Financing a Second Home, Mortgage Lenders Make the Rules

Actually FNMA and FHLMC make the rules. The mortgage lenders monitor compliance to insure that the mortgages that they make are salable in the secondary market. Any residential real estate that is not the owner's principal residence is classified as either a second home or an investment property in the real estate financing arena. The…

Actually FNMA and FHLMC make the rules. The mortgage lenders monitor compliance to insure that the mortgages that they make are salable in the secondary market. Any residential real estate that is not the owner's principal residence is classified as either a second home or an investment property in the real estate financing arena. The difference in interest rate and qualifying criteria is fundamental.

Whereas, second home mortgages normally require a small add on to the closing fees above a primary residence mortgage, investor loans require an interest rate premium of 5. to.75% and even more depending on the size of the down payment. The one qualifying advantage an investment property loan bestows is that the projected rental income (minus a 25% vacancy and maintenance factor) can be used as income to offset the mortgage payment. The second home mortgage requires that the applicable qualify for the entire mortgage payment in addition to the mortgage on the primary residence as well as any other monthly debt.

So what is a second home according to the lender? To begin with, the property must be located a reasonable distance from the borrower's principal residence. Underwriters have some discretion with this issue but normally require that the property be located 50 to 100 miles from the primary residence and require the borrowers to justify the purchase of the property as a second home. The purpose of this annoyance is to insure that the intent is to occupy the property on a frequent basis, not simply to avoid investment property interest rates. Buyers do not normally purchase investment real estate located a substantial distance from home.
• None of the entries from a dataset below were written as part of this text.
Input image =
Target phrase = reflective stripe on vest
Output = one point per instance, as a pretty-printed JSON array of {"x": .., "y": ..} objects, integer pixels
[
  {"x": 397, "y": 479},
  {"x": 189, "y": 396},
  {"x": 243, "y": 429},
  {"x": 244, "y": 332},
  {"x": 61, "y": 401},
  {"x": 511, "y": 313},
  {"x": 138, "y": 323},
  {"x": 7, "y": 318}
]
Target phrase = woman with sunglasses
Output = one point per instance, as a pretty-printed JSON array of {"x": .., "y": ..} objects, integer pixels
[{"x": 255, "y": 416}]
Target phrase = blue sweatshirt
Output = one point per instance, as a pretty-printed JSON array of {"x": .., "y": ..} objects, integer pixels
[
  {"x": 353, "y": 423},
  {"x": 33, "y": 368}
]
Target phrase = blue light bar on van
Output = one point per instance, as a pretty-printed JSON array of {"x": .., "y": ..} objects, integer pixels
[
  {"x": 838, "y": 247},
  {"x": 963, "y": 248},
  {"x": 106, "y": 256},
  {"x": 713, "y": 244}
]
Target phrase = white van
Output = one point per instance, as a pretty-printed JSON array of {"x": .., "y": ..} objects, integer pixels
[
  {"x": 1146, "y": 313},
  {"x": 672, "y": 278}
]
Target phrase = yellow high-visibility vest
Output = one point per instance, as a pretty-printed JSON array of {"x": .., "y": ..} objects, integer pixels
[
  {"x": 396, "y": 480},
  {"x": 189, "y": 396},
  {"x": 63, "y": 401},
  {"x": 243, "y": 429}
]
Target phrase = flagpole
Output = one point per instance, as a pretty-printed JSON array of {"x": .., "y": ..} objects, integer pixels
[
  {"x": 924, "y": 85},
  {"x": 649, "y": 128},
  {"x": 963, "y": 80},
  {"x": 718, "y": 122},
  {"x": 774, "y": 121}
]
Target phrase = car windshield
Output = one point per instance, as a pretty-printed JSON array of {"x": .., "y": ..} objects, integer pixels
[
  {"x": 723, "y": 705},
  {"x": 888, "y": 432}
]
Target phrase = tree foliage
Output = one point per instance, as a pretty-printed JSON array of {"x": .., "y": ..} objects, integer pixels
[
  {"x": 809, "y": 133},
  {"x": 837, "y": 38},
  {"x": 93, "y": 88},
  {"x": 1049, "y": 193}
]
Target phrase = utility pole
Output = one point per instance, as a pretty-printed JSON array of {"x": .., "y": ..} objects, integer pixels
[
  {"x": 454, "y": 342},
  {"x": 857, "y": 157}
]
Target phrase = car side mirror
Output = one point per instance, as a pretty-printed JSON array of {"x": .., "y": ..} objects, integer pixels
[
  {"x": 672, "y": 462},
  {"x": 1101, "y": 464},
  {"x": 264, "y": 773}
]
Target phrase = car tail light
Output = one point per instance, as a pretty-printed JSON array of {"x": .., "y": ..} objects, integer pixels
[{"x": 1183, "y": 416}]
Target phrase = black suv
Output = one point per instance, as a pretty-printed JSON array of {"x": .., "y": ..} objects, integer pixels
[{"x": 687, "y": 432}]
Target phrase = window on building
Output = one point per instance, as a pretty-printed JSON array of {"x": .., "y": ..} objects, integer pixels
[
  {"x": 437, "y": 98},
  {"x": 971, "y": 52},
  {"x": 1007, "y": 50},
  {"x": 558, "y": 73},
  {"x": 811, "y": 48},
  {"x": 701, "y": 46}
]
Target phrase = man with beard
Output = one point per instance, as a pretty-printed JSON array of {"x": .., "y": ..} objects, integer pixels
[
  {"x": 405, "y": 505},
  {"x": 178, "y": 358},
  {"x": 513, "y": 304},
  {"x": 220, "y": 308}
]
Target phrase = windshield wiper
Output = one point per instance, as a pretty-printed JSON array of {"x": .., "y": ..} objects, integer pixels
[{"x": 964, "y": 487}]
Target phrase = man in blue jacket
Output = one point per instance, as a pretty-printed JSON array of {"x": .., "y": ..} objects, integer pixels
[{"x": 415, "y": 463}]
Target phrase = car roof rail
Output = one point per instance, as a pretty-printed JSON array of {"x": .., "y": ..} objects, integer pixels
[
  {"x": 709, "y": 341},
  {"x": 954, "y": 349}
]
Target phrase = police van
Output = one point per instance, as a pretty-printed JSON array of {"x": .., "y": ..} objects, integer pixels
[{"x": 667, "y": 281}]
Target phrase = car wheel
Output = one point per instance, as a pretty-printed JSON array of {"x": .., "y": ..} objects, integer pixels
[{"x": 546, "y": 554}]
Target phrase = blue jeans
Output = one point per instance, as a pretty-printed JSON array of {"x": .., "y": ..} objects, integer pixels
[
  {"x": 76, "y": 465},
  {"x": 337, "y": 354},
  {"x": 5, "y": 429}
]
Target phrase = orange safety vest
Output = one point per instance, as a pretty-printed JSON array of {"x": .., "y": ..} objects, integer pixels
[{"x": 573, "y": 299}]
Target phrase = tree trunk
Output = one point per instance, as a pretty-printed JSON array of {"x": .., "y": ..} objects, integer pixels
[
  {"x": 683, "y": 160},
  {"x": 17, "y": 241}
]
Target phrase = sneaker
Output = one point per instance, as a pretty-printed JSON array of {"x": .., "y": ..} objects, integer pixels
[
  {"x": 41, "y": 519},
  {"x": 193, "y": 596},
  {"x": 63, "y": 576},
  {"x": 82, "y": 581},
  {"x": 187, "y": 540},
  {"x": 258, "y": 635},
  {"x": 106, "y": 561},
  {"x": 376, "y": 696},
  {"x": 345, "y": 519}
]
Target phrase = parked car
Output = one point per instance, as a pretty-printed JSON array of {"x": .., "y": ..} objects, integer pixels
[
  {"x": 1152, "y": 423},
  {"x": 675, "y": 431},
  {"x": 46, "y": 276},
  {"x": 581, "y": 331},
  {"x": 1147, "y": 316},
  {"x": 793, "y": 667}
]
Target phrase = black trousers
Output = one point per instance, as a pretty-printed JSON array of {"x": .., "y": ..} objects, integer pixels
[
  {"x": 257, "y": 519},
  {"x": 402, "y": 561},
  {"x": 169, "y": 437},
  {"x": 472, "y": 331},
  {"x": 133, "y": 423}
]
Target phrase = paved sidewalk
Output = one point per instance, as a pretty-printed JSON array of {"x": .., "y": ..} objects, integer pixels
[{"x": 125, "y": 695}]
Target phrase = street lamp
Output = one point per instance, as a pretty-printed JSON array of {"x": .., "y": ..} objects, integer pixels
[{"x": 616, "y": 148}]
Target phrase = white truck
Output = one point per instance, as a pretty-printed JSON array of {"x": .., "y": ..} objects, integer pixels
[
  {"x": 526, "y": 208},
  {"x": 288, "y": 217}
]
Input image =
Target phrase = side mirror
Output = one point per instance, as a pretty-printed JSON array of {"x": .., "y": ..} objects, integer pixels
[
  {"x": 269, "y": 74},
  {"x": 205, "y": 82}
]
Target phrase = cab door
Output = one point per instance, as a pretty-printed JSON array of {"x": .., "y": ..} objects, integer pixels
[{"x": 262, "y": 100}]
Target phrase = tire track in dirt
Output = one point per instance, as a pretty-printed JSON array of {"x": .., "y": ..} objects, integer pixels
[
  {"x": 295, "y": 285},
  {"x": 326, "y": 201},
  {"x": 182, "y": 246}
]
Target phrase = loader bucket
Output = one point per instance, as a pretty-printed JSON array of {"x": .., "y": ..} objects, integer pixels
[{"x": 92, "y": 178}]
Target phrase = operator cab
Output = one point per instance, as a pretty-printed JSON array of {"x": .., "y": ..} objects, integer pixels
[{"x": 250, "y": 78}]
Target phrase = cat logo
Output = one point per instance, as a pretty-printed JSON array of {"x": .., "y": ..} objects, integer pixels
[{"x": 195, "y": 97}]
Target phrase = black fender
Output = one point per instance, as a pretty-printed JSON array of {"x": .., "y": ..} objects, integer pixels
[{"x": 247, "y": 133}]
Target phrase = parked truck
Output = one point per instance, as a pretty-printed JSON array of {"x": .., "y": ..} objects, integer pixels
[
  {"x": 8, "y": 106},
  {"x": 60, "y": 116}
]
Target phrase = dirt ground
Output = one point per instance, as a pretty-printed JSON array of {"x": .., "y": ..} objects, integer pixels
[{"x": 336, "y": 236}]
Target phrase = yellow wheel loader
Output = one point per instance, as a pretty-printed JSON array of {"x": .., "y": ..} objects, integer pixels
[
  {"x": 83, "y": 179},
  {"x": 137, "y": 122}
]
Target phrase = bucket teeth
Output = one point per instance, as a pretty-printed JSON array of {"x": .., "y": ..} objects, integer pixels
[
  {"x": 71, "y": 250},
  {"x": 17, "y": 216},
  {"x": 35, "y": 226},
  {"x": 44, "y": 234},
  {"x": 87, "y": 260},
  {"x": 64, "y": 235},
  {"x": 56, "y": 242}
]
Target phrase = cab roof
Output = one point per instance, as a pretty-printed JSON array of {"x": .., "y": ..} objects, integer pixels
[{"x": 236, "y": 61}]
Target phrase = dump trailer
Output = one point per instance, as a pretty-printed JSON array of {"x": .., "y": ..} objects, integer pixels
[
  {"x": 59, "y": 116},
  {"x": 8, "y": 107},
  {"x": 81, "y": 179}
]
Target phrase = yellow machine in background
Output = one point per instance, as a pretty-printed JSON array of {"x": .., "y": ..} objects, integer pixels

This does not preclude the borrower from renting the property to others but there are rules as to the terms. The rules state that the borrower must have control of the property; meaning that the property will not be listed with a management company and the borrower will not execute a rental agreement. The promise for this requirement is that statistics indicate that owner occupied properties are better maintained; therefore reducing risk to the lender. If the owner is occupying the property for a portion of each year, theoretically there is less chance that the property will deteriorate to the point where it loses value.

These rules are nebulous at best. There does not seem to be any practical way to enforce them pending to loan closing. If circumstances arise promoting the purchase of a primary residence change and the owner is either forced or elects to convert it to a rental property, the lender has no recourse against the borrower. There is a direct correlation to the primary residence and the second home purchase. It all comes down to the intent at the time of loan closing. Many properties purchased as second homes will eventually become rental properties.

There are circumstances where a purchase does not fit perfectly into the second home category but meets the underwriting criteria. Parents frequently purchase real estate to provide housing for their children to occupy while they are attending college. This can be a practical alternative to paying rent and hotel expense during their visits. While this scenario is not exactly the objective of second home financing, it does fit the underwriting parameters. Interestingly, this property will not likely be a second home forever. When the education is completed or discontinued, it is likely to become an investment property but purchased at far less expense to the buyer.